I am tempted to start this post with a happy rant about how great life is, for drinking this tea is a sharp and poignant reminder of that very fact. (Yep, here I go, cannot help myself.)
That I am able to sit in the backyard of my Los Angeles bungalow, watch the huge flocks of wild Mexican parrots screaming from the palm tree that looms over-head, read a thousand page book on a small compact thing called a 'Kindle' and at my side a gongfu set up of gorgeous tea-ware and a small cup of this tea-broth ready to be sipped again in mindfulness, attention and pleasure? I mean, come on! I am waiting for that other shoe to drop. And I know it will and it will be a big old shoe, full of rocks and it will most likely break my nose, but right now, the other shoe is an accepted and seemingly faraway event, and Baraka Teas Indonesian Pearls is a part of this perfect moment in which I find myself.
Baraka Teas is a great 'boutique' seller of teas, and by this I mean they have a limited and very exclusive group of offerings. As I mentioned in a prior post about Baraka, I find this very, very attractive, for I am the sort of person who does better with four options instead of forty.
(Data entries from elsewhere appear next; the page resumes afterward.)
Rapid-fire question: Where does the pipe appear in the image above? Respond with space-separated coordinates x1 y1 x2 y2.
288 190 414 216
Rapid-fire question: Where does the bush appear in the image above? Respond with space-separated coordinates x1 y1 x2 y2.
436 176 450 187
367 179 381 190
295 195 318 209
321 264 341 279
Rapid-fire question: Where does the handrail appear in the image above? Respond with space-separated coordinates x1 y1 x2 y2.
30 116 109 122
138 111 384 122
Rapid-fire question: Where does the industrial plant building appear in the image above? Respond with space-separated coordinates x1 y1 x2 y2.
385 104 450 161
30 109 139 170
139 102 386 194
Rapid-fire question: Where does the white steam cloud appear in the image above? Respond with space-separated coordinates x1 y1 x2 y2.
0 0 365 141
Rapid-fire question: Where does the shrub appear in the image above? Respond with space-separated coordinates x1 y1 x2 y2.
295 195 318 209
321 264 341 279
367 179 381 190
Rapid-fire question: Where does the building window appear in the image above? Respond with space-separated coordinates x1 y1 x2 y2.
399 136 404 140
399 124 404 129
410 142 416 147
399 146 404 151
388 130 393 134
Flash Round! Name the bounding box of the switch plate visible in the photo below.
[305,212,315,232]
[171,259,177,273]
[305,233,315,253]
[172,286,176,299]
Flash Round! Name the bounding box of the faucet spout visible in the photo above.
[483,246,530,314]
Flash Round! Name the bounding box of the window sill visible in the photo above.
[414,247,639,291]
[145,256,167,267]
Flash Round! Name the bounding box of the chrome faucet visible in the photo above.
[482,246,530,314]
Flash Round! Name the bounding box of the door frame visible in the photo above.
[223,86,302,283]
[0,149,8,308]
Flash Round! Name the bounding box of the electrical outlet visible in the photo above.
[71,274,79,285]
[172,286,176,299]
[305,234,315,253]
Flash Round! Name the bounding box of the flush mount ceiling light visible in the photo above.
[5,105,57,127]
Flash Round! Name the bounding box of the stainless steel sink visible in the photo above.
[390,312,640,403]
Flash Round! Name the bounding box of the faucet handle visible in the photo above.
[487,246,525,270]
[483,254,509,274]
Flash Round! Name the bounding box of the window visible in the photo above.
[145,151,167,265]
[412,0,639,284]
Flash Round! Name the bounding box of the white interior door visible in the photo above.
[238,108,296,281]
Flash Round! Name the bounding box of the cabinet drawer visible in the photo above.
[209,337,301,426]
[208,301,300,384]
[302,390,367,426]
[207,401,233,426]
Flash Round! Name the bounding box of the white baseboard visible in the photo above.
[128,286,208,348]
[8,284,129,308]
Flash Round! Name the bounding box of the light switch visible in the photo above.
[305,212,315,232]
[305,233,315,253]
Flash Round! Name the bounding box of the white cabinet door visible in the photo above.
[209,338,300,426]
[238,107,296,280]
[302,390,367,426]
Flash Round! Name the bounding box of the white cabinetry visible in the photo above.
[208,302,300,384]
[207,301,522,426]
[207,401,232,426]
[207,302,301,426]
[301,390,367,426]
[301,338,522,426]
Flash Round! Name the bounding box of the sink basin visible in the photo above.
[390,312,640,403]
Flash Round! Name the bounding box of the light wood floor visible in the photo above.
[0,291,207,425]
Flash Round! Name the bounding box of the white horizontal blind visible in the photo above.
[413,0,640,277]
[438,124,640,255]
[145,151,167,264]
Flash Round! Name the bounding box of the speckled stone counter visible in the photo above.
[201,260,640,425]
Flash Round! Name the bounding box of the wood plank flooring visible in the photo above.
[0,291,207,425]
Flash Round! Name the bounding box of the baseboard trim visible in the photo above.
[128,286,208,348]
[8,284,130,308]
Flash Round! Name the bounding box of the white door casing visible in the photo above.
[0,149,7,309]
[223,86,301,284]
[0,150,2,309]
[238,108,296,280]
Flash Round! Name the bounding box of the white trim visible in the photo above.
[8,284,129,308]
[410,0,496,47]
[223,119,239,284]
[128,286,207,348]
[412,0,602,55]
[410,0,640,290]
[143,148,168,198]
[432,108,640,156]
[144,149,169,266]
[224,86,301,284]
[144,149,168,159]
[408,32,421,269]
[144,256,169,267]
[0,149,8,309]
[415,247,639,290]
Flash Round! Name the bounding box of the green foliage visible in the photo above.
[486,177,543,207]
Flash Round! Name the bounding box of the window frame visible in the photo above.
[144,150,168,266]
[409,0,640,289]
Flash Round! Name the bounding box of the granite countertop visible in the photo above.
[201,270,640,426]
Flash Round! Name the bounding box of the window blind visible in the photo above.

Especially when I know all four are going to be the very best representations available.
Baraka sources only the best, organic, single estate teas they can find from around the globe, hence my opportunity to try an Indonesian green. This tea was picked by hand from the Halimun Mountains in West Java and are frankly delicious, easy to brew, and surprisingly long-lasting, as I re-brewed the leaves for two hours over a long game of 'Clue' with my family, which I lost, as usual. I find drinking good tea and winning at board games hardly ever go hand-in-hand. This tea is sweet, floral, delicate but is still full of flavor and very sip is a revelation of, once again, how good life is.
I drank this in the morning in the sun and I drank this in the evening in the warm light of my family's hearth and it fit in to both scenarios like a pro. A friendly, happy-to-be-with-you-tea that also hints about how big the world is, and how you simply must, at some point research this part of the world where this tea hails from and marvel even further at how amazing the whole darn planet can be.